For the past nine years, we have been going through the trial of my wife’s debilitating chronic illness. We have asked God many times to remove that mountain for us; and so far, she still suffers from this illness. Many of you have also being praying with us. What does this passage say to us? What’s wrong? Are we doubting? Are we not believing hard enough? Do we not have enough faith? Did God not hear?
I hope you know that if we did not have faith in our great God, my wife and I would not still be asking Him.

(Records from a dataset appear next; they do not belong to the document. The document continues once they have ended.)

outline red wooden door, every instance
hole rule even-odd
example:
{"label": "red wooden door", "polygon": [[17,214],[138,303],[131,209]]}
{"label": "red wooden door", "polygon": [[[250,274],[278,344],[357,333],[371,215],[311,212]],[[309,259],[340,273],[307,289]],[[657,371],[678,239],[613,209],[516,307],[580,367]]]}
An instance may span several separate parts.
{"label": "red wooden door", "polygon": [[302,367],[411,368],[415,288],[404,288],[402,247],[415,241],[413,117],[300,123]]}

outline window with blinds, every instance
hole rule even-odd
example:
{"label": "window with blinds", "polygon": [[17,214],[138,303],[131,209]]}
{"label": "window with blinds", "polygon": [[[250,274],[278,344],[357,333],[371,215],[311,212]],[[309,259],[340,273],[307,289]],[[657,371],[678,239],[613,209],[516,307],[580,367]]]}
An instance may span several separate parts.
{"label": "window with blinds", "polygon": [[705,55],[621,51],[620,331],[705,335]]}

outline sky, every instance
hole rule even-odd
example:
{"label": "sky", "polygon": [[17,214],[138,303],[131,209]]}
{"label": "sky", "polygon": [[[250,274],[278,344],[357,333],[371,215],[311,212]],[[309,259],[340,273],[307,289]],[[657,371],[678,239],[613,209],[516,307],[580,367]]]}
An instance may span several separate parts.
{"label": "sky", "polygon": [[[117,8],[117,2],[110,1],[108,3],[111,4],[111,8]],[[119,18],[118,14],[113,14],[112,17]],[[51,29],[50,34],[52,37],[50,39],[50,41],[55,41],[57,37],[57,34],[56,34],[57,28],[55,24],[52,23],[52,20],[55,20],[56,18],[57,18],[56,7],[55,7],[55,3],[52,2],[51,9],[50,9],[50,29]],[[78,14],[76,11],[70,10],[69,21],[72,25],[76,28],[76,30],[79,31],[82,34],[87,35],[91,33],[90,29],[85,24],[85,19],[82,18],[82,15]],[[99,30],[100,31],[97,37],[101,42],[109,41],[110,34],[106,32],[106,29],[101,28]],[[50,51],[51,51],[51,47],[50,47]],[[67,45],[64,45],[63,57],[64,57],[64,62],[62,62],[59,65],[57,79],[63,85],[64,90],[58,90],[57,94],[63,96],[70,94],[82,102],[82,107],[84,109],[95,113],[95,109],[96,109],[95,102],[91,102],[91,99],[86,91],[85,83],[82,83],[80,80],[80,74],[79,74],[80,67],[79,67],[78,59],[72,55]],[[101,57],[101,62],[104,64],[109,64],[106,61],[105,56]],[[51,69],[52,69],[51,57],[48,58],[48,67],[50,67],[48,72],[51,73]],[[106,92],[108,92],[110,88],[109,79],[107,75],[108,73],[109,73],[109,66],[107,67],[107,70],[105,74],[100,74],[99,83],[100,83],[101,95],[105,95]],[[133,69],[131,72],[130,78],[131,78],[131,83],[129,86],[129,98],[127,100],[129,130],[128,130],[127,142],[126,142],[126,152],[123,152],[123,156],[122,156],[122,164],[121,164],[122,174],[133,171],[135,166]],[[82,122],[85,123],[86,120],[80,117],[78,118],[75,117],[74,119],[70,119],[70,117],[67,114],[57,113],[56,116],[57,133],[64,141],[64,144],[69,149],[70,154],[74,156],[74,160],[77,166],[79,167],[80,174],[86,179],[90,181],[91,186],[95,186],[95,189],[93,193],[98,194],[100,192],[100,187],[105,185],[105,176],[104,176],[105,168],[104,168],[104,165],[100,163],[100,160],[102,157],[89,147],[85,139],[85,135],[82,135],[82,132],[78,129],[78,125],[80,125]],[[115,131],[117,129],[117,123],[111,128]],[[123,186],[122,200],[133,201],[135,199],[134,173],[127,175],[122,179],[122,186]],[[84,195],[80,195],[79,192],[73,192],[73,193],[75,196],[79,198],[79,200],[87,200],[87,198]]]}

But I believe that the test for us is to keep on trusting—in all our asking—that there truly is no limit to the power of our prayers. But we must also remember that our prayers are not to be prayed like an on-line Amazon order. Our prayers are subject to His timing and to the conditions of His sovereign will.
We both believe He has heard every prayer prayed to Him in faith on our behalf. We both believe in and expect His gracious answer with, I hope, an undivided and undoubting heart. And what’s more, I believe that—from the eternal standpoint of God—our prayer has already been answered; and it has been answered in a way that is greater than we know to pray. We will—from the standpoint of time—experience the answer. But it may not be in our lifetime. Is that a cop-out? No. A prayer answered in heaven is just as “answered” as a prayer answered on earth. And one way or the other, we expect to see an answer.
Knowing these principles from our Lord does not discourage my prayers. Rather, they make me want to pray more—and with greater confidence in our great God’s power to answer! I hope that it does the same for you.